Durango Telegraph - DIFF hosts benefit screening of ?The Battle of Algiers?
DIFF hosts benefit screening of ?The Battle of Algiers?

Organizers of the new local independent film festival are heating up the event by hosting a politically heated classic movie. To raise money for its five-day affair in early March, the Durango Independent Film Festival will screen the premier political film of the 1960s, “The Battle of Algiers.”

That it is being shown on Pearl Harbor Day, when the United States memorializes the surprise and treacherous Japanese attack on the fleet center in Hawaii, is no coincidence, says Michele Malach, a DIFF organizer.

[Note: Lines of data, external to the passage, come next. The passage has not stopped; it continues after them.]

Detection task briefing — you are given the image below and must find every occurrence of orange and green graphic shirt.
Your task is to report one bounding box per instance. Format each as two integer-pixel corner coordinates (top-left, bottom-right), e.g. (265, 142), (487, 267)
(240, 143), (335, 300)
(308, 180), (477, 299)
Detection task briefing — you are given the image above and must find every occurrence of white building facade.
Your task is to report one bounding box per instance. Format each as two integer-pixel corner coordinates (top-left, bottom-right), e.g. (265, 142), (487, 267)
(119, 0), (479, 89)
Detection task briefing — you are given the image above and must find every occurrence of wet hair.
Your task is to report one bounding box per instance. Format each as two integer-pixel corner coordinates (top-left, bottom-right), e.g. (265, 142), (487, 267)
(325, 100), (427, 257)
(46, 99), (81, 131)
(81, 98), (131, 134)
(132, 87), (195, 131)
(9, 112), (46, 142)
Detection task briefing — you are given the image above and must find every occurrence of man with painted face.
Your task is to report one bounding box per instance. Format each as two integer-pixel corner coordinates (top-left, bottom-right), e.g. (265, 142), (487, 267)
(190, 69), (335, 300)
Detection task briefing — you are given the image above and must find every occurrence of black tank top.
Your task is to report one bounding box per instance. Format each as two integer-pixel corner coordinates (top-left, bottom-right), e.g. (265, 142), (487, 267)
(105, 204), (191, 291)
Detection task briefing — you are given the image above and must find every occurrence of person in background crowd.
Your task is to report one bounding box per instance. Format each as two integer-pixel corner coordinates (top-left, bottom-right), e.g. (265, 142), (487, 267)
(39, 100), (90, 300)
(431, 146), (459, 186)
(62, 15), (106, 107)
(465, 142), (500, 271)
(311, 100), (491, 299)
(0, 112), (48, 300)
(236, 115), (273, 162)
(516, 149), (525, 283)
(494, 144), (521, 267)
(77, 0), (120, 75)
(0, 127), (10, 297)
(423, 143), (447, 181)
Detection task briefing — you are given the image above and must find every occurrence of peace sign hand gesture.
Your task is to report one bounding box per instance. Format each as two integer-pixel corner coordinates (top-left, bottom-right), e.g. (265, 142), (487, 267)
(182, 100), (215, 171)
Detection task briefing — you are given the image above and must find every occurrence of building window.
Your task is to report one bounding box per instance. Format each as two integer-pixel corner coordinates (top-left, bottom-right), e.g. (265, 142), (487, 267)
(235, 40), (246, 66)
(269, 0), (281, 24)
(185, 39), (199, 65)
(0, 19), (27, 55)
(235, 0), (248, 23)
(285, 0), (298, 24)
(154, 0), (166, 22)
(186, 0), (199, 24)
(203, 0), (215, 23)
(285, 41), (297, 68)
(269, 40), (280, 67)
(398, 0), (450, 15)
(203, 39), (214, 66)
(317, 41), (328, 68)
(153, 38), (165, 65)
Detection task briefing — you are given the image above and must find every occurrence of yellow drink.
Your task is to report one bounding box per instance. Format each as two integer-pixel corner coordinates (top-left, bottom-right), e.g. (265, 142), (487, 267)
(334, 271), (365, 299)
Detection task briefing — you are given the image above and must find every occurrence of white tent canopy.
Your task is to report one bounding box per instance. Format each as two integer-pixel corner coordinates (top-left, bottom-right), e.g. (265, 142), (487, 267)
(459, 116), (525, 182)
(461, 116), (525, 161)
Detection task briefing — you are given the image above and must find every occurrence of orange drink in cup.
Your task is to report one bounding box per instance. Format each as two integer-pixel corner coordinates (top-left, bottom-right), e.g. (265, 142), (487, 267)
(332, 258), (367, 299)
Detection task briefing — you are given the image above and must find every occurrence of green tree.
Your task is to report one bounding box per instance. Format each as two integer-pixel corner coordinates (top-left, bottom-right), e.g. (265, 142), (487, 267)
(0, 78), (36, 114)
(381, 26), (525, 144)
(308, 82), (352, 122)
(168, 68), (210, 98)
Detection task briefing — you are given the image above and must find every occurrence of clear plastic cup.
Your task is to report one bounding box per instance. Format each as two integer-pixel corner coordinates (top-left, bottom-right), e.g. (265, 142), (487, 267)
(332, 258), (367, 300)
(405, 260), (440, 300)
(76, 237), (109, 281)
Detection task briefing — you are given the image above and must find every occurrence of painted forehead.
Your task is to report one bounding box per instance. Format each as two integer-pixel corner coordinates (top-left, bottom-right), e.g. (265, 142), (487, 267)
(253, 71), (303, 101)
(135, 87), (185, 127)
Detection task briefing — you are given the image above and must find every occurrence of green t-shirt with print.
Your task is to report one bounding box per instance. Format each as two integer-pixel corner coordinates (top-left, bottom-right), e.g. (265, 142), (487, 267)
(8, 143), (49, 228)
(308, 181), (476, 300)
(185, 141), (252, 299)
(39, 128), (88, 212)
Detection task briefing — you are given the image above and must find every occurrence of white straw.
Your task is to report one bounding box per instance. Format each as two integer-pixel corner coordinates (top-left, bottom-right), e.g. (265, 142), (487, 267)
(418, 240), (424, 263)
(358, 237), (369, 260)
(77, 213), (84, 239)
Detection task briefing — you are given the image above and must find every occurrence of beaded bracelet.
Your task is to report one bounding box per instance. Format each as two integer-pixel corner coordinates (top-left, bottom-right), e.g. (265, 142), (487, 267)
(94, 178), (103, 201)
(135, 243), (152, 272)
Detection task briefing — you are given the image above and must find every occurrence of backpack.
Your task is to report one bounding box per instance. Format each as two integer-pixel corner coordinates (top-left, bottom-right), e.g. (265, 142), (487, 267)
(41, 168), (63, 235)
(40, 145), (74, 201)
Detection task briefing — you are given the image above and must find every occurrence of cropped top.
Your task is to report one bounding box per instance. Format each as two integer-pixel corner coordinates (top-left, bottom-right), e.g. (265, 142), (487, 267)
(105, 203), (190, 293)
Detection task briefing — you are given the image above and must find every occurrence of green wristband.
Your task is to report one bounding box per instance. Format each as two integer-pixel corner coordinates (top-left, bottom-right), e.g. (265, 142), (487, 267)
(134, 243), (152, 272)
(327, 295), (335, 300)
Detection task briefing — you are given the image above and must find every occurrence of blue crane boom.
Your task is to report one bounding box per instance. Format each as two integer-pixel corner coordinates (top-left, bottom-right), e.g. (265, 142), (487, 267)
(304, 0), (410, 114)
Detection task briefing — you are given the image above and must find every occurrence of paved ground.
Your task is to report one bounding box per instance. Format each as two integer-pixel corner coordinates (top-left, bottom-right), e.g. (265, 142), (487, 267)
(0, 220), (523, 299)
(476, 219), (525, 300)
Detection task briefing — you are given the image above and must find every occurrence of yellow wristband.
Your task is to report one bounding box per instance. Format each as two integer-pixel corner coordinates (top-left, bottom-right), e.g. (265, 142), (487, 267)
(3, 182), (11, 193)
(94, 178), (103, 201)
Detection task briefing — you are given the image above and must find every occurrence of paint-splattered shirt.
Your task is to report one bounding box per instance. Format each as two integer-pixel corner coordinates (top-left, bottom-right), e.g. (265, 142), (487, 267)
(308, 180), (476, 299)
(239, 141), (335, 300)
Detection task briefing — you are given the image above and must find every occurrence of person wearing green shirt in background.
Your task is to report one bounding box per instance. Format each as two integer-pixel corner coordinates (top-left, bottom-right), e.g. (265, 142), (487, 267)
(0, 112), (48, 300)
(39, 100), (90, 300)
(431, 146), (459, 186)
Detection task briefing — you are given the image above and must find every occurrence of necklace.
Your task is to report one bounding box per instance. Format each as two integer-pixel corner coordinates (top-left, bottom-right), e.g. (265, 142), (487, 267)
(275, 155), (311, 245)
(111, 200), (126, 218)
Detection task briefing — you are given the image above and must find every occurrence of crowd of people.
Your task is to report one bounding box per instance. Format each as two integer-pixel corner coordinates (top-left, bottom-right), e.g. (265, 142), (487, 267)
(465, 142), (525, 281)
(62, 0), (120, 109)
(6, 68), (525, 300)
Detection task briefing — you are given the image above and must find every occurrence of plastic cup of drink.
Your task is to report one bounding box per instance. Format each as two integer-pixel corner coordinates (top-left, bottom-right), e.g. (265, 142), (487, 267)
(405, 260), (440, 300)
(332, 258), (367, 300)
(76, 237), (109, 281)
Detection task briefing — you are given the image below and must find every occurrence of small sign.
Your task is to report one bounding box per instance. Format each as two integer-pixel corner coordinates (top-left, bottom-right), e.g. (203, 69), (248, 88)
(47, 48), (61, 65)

The somewhat obscure but revolutionary film is relevant for our time, Malach explains. In it, Italian director Gillo Pontecorvo re-enacts the clash between the French troops and the Algerian nationalists, whose National Liberation Front guerillas fight to secure independence. The film contrasts the French’s use of torture with the Algerian’s shocking use of bombs in soda shops. Filmed in 1965, the movie came at an emotional time during the Vietnam War. Over time, the movie has become a kind of instruction for what Malach calls “how not to fight native insurgencies.”

Then and now, “The Battle of Algiers” stands to show the dubious efficacy of using brutal and repressive tactics when fighting terrorism. It especially highlights the international fallout of leading a campaign of torture and murder. The film is powerful enough that in 2003, shortly after the United States declared victory in its fight against Iraq, special operations chiefs watched it at a Pentagon screening. The intent, government figureheads offered, was to study history of how the French had a tactical plan to fight terrorism but their strategy tanked.

Given the continuing U.S. occupation in Iraq, DIFF organizers felt the notorious film would draw viewers who enjoy such classics, as well as encourage discussion of the country’s current warfare.

“The parallels of this film (with the U.S.-Iraqi war) are so obvious as to be almost painful,” explains Malach.

After the film’s showing, a panel of local film critics and experts at Fort Lewis College will chat up the film and the current U.S. military approach to the War in Iraq.